Alana Carroll – Penn win buoys vaulter

The positive effect of winning a Penn Relays title is not to be underestimated. Alana Carroll, an Averill Park, NY senior, was thrilled to earn her gold watch in late April as she cleared 12-11.5 and improved from 4th in ’17 and celebrated with a group that included her wonderfully named Hudson Valley “Flying Circus” Pole Vault mentors. A week later at the small Johnstown Invite, she flew over a career PR-tying 13-6 – a mark that still stands as her best and puts her in good position to contend for the NBNO title, along with Mackenzie Horn and others.

Carroll’s 2017 NBNO experience was not so hot. She came in as a 13-footer, but leapt just 12-2 and finished deep in the pack. It took her awhile to get going indoors, but at the Yale Classic in mid-January, she reached 13 feet for the first time since the previous May. Carroll was a consistent 13-footer the rest of indoors, taking 2nd at Millrose and 3rd at NBNI, and hitting 13-6 for the first time at state. The Harvard signee will come into NBNO off another state title, with 13-0 on the nose, and hope that 13-6 or better is in the cards for her in Greensboro.

KC Lightfoot – In any other year…

He broke through the 18-foot barrier at the April 12 Gary Parker Invite in Missouri. A month later he improved his PR to 18-5. Ten days ago, he won Great Southwest at 18-3.75. In all, between the Parker and GSW meets, KC Lightfoot pole vaulted 18 feet or better in SEVEN consecutive meets. Prior to 2017, that would have been unheard-of in boys’ prep competition and the Lee’s Summit senior would probably be the #1 candidate for overall prep T&F athlete of the year. But in a world that includes the other-worldly Mondo Duplantis – who competes vs. the pros and is nearly the planet’s best vaulter, period – Lightfoot is merely history’s #2 prep.

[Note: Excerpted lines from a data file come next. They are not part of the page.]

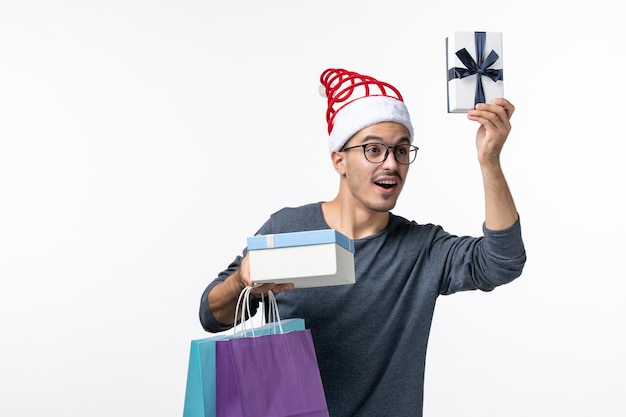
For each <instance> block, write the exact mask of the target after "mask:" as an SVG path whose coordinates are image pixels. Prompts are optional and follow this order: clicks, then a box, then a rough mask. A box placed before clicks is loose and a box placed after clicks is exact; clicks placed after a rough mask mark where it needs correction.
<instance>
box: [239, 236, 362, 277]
mask: <svg viewBox="0 0 626 417" xmlns="http://www.w3.org/2000/svg"><path fill="white" fill-rule="evenodd" d="M248 254H249V256H250V277H251V279H252V281H253V282H255V283H256V284H263V283H276V284H284V283H292V284H294V286H295V288H311V287H325V286H332V285H345V284H354V282H355V275H354V241H353V240H352V239H349V238H348V237H346V236H345V235H343V234H341V233H339V232H338V231H336V230H334V229H324V230H313V231H308V232H293V233H279V234H271V235H262V236H253V237H249V238H248Z"/></svg>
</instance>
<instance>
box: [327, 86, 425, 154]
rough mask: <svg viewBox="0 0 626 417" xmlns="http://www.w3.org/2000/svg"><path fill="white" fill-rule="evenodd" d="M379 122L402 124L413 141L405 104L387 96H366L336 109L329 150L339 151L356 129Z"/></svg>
mask: <svg viewBox="0 0 626 417" xmlns="http://www.w3.org/2000/svg"><path fill="white" fill-rule="evenodd" d="M381 122H396V123H400V124H402V125H404V127H406V128H407V130H408V131H409V139H410V141H411V142H413V125H412V124H411V118H410V116H409V110H408V109H407V107H406V105H405V104H404V103H403V102H402V101H400V100H398V99H396V98H393V97H389V96H382V95H380V96H366V97H361V98H358V99H356V100H354V101H351V102H350V103H348V104H346V105H345V106H344V107H342V108H341V109H339V110H338V111H337V114H336V115H335V118H334V120H333V129H332V131H331V132H330V140H329V151H330V152H332V151H339V150H341V148H343V146H344V145H345V144H346V142H347V141H348V140H349V139H350V138H351V137H352V136H354V135H355V134H356V133H357V132H358V131H360V130H361V129H363V128H366V127H368V126H371V125H374V124H376V123H381Z"/></svg>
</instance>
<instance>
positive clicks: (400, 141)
mask: <svg viewBox="0 0 626 417" xmlns="http://www.w3.org/2000/svg"><path fill="white" fill-rule="evenodd" d="M369 141H377V142H382V141H383V138H381V137H380V136H376V135H367V136H365V137H364V138H363V140H362V141H361V143H362V144H363V143H366V142H369ZM401 143H411V139H409V137H408V136H403V137H401V138H400V139H399V140H398V142H397V145H399V144H401Z"/></svg>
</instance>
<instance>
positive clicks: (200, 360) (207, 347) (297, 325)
mask: <svg viewBox="0 0 626 417" xmlns="http://www.w3.org/2000/svg"><path fill="white" fill-rule="evenodd" d="M281 325H282V331H291V330H303V329H304V320H303V319H287V320H282V321H281ZM277 329H278V327H277V324H276V323H269V324H266V325H264V326H262V327H258V328H254V329H249V330H246V331H244V332H241V333H240V332H235V333H233V334H221V335H216V336H212V337H207V338H203V339H197V340H192V341H191V348H190V352H189V366H188V370H187V386H186V390H185V404H184V409H183V417H215V342H216V341H218V340H227V339H232V338H235V337H244V336H251V335H252V333H253V332H254V334H255V335H266V334H271V333H276V332H277Z"/></svg>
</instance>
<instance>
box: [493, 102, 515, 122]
mask: <svg viewBox="0 0 626 417" xmlns="http://www.w3.org/2000/svg"><path fill="white" fill-rule="evenodd" d="M493 103H494V104H497V105H499V106H502V107H503V108H504V111H505V112H506V114H507V116H508V118H509V119H510V118H511V116H513V113H514V112H515V106H514V105H513V104H512V103H511V102H510V101H509V100H507V99H505V98H502V97H499V98H496V99H495V100H494V101H493Z"/></svg>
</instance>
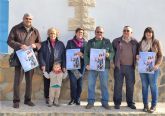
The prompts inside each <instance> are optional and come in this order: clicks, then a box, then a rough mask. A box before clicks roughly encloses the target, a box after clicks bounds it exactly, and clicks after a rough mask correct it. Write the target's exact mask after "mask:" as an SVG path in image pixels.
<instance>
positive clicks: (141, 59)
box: [138, 52, 156, 74]
mask: <svg viewBox="0 0 165 116" xmlns="http://www.w3.org/2000/svg"><path fill="white" fill-rule="evenodd" d="M155 56H156V54H155V52H140V53H139V61H138V71H139V73H151V74H153V73H154V65H155Z"/></svg>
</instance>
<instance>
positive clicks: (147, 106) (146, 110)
mask: <svg viewBox="0 0 165 116" xmlns="http://www.w3.org/2000/svg"><path fill="white" fill-rule="evenodd" d="M143 111H144V112H148V111H149V107H148V104H147V105H144V108H143Z"/></svg>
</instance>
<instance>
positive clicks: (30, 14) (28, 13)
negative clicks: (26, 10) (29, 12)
mask: <svg viewBox="0 0 165 116" xmlns="http://www.w3.org/2000/svg"><path fill="white" fill-rule="evenodd" d="M25 17H31V18H33V15H32V14H31V13H25V14H24V15H23V18H25Z"/></svg>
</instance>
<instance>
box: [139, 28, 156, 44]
mask: <svg viewBox="0 0 165 116" xmlns="http://www.w3.org/2000/svg"><path fill="white" fill-rule="evenodd" d="M147 32H150V33H152V41H153V40H154V38H155V35H154V30H153V29H152V27H147V28H146V29H145V30H144V34H143V37H142V40H141V41H143V40H146V36H145V34H146V33H147Z"/></svg>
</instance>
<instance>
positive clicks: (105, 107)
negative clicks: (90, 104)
mask: <svg viewBox="0 0 165 116" xmlns="http://www.w3.org/2000/svg"><path fill="white" fill-rule="evenodd" d="M102 107H103V108H105V109H106V110H110V109H111V107H110V106H109V105H108V104H106V105H102Z"/></svg>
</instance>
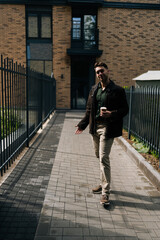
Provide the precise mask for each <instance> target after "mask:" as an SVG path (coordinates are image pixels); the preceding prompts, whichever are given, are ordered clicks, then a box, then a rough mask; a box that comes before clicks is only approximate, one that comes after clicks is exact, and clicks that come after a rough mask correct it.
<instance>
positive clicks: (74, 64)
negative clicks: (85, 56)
mask: <svg viewBox="0 0 160 240" xmlns="http://www.w3.org/2000/svg"><path fill="white" fill-rule="evenodd" d="M93 84H94V69H93V59H88V58H85V57H84V58H80V57H74V58H72V61H71V106H72V109H85V107H86V102H87V98H88V93H89V90H90V88H91V86H92V85H93Z"/></svg>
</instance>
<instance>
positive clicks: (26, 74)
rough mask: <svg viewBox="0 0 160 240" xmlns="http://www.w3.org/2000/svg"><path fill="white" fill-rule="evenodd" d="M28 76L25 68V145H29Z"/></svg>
mask: <svg viewBox="0 0 160 240" xmlns="http://www.w3.org/2000/svg"><path fill="white" fill-rule="evenodd" d="M28 78H29V69H28V67H27V68H26V128H27V142H26V144H27V147H29V96H28V95H29V93H28V87H29V86H28V84H29V81H28Z"/></svg>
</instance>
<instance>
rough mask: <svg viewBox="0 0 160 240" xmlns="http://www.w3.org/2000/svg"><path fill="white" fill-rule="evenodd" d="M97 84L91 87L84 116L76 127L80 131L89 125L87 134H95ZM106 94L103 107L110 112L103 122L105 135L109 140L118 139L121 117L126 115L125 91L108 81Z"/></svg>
mask: <svg viewBox="0 0 160 240" xmlns="http://www.w3.org/2000/svg"><path fill="white" fill-rule="evenodd" d="M98 84H99V83H98ZM98 84H96V85H94V86H93V87H92V89H91V91H90V93H89V97H88V101H87V107H86V113H85V116H84V118H83V119H82V120H81V121H80V122H79V123H78V127H79V128H80V129H82V130H84V129H85V128H86V127H87V126H88V124H89V132H90V133H91V134H95V131H96V118H95V116H96V113H97V101H96V94H97V91H98ZM106 92H107V97H106V101H105V107H107V110H108V111H111V112H112V113H111V117H110V118H106V120H105V121H106V124H107V131H106V135H107V137H109V138H114V137H119V136H121V135H122V127H123V117H124V116H125V115H126V114H127V113H128V104H127V100H126V94H125V90H124V89H123V88H122V87H120V86H118V85H116V84H115V83H114V82H113V81H111V80H110V83H109V85H108V86H107V88H106Z"/></svg>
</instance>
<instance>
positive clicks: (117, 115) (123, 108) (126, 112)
mask: <svg viewBox="0 0 160 240" xmlns="http://www.w3.org/2000/svg"><path fill="white" fill-rule="evenodd" d="M118 95H119V106H118V108H117V109H116V110H113V111H112V113H111V121H116V120H118V119H122V118H123V117H124V116H125V115H127V113H128V110H129V107H128V103H127V99H126V93H125V90H124V89H123V88H120V89H119V93H118Z"/></svg>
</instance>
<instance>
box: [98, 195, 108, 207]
mask: <svg viewBox="0 0 160 240" xmlns="http://www.w3.org/2000/svg"><path fill="white" fill-rule="evenodd" d="M100 203H101V204H104V205H109V204H110V201H109V196H108V195H106V194H105V195H102V198H101V201H100Z"/></svg>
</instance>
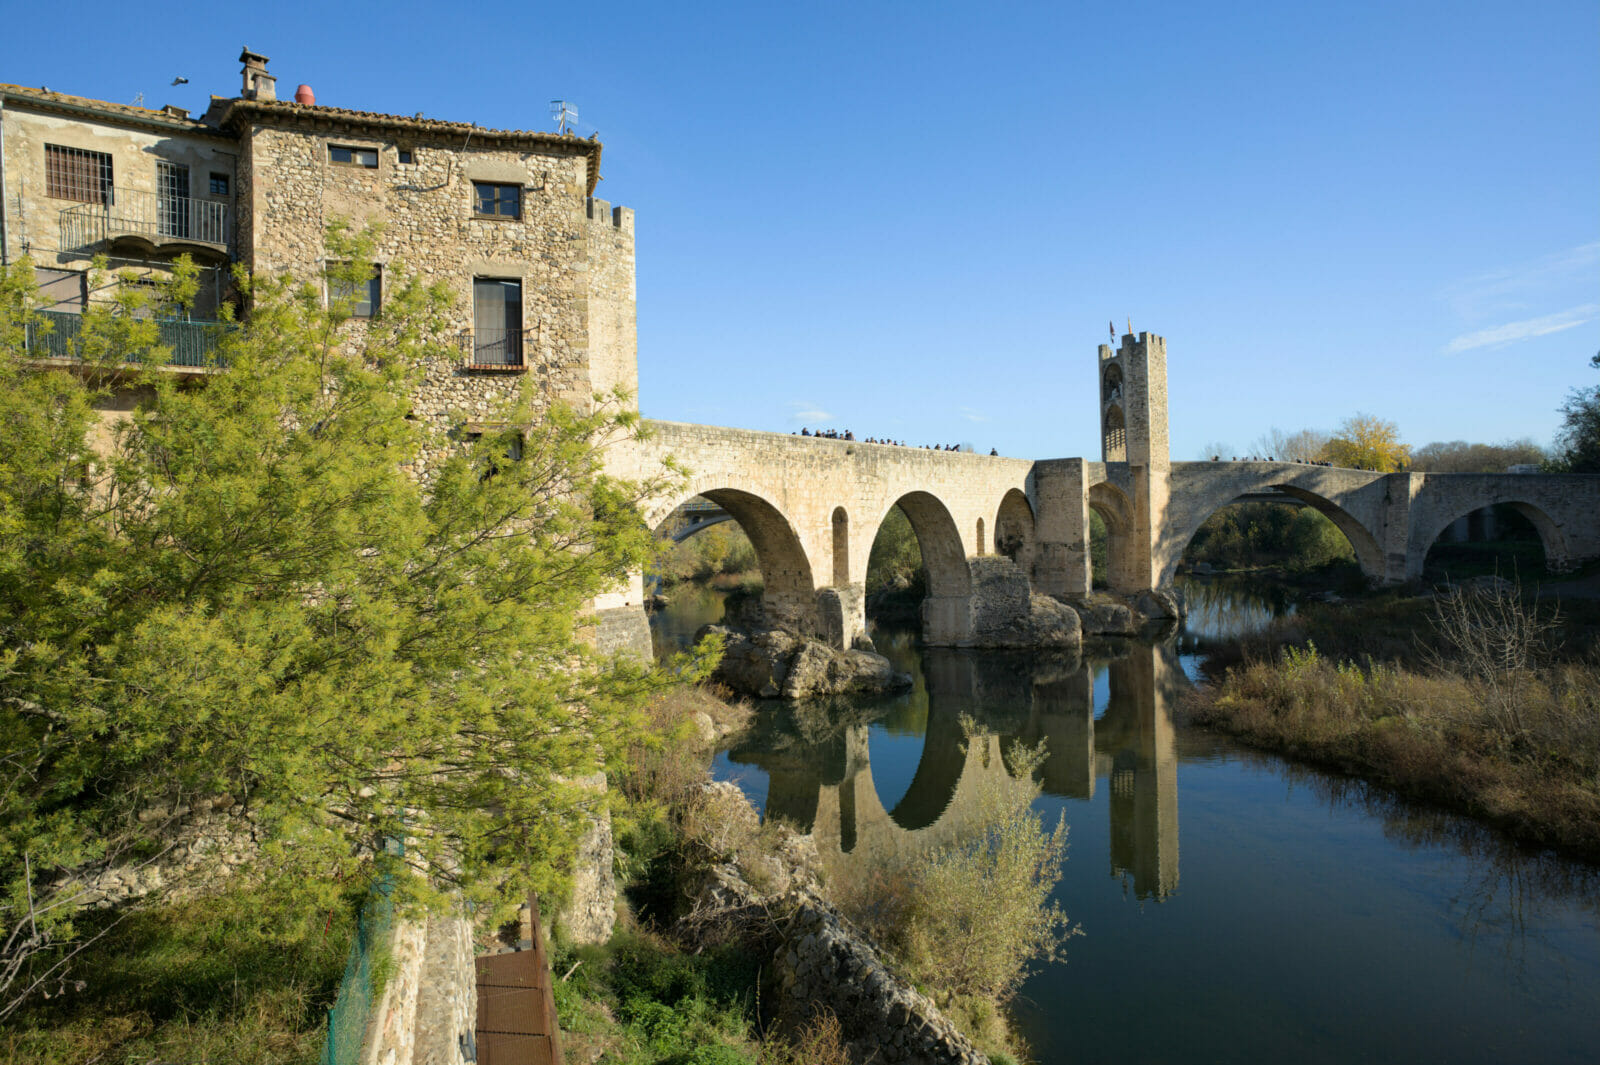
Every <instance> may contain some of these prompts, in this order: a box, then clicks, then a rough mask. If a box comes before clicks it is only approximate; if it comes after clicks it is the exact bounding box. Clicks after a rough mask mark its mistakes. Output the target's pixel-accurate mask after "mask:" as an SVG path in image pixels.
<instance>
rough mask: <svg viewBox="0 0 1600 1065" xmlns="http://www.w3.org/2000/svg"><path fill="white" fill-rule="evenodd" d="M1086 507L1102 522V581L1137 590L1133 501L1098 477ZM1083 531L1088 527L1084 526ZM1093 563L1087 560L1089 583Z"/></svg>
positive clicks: (1113, 586)
mask: <svg viewBox="0 0 1600 1065" xmlns="http://www.w3.org/2000/svg"><path fill="white" fill-rule="evenodd" d="M1090 509H1091V510H1094V512H1096V513H1098V515H1099V517H1101V521H1104V523H1106V571H1107V572H1106V574H1104V576H1106V584H1107V585H1109V587H1110V588H1112V590H1117V592H1138V590H1139V587H1138V585H1139V574H1138V566H1136V561H1134V552H1133V539H1134V537H1133V532H1134V510H1133V501H1131V499H1128V496H1126V493H1123V491H1122V489H1120V488H1117V486H1115V485H1112V483H1110V481H1099V483H1098V485H1090ZM1197 528H1198V526H1197ZM1086 534H1088V531H1086V529H1085V536H1086ZM1190 536H1192V534H1190ZM1093 566H1094V563H1093V560H1091V561H1090V587H1093V584H1094V572H1093Z"/></svg>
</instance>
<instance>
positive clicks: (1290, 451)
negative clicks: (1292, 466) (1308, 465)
mask: <svg viewBox="0 0 1600 1065" xmlns="http://www.w3.org/2000/svg"><path fill="white" fill-rule="evenodd" d="M1326 446H1328V433H1325V432H1322V430H1320V429H1301V430H1299V432H1293V433H1286V432H1283V430H1282V429H1277V427H1274V429H1269V430H1267V432H1266V433H1262V435H1261V437H1258V438H1256V443H1253V445H1250V448H1251V454H1259V456H1270V457H1274V459H1278V461H1280V462H1296V461H1298V462H1315V461H1317V459H1320V457H1322V453H1323V449H1325V448H1326Z"/></svg>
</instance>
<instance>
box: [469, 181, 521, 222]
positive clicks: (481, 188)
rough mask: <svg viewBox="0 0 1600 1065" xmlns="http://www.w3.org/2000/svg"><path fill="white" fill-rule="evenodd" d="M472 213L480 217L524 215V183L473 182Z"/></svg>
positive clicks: (503, 216)
mask: <svg viewBox="0 0 1600 1065" xmlns="http://www.w3.org/2000/svg"><path fill="white" fill-rule="evenodd" d="M472 197H474V198H472V213H474V214H477V216H478V217H522V185H502V184H493V182H488V181H474V182H472Z"/></svg>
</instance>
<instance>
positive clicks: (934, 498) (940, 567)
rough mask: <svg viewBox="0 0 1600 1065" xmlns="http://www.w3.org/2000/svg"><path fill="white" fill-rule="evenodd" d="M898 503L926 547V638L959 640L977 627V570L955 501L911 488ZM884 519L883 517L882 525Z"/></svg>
mask: <svg viewBox="0 0 1600 1065" xmlns="http://www.w3.org/2000/svg"><path fill="white" fill-rule="evenodd" d="M893 505H894V507H899V509H901V513H904V515H906V518H907V520H909V521H910V529H912V532H914V534H915V536H917V548H918V550H920V552H922V568H923V572H925V574H926V577H928V596H926V598H925V600H923V604H922V635H923V640H926V641H928V643H931V644H950V643H957V641H958V640H962V638H963V636H966V633H968V630H970V627H971V603H970V596H971V592H973V572H971V568H970V566H968V564H966V548H965V547H963V544H962V531H960V528H957V525H955V518H954V517H952V515H950V510H949V507H946V505H944V502H942V501H941V499H939V497H938V496H934V494H931V493H925V491H910V493H906V494H904V496H901V497H899V499H896V501H894V504H893ZM886 515H888V510H885V517H886ZM882 523H883V520H882V518H880V520H878V525H882Z"/></svg>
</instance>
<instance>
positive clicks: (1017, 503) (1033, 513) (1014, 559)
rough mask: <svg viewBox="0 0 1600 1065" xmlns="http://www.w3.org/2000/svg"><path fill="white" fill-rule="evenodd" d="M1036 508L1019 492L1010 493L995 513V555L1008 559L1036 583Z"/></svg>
mask: <svg viewBox="0 0 1600 1065" xmlns="http://www.w3.org/2000/svg"><path fill="white" fill-rule="evenodd" d="M1034 544H1035V536H1034V507H1032V504H1029V502H1027V496H1024V494H1022V493H1021V491H1019V489H1016V488H1013V489H1008V491H1006V494H1005V496H1003V497H1002V499H1000V507H998V510H995V553H997V555H1005V556H1006V558H1010V560H1011V561H1014V563H1016V564H1018V568H1021V569H1022V572H1026V574H1027V576H1029V579H1032V576H1034Z"/></svg>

Sixteen months ago, Lightfoot cleared 17 feet for the first time indoors, improving his ’16 soph PR of 16-9, and then took 2nd at NBNI behind Mondo’s first 19-footer. Since then, the Baylor signee has actually closed the gap. Outdoors he reached 17-8.5 to win GSW, but then was a disappointing 6th at NBNO. Then this past winter, he was very consistent between 17-3 and 17-7 before reaching 17-9 at NBNI – taking 2nd in a thrilling competition with Zach Bradford (18-0.5). Now, while Mondo battles on the Diamond League Circuit, Lightfoot will go for titles at both NBNO and USA Juniors this weekend as he completes his epic campaign.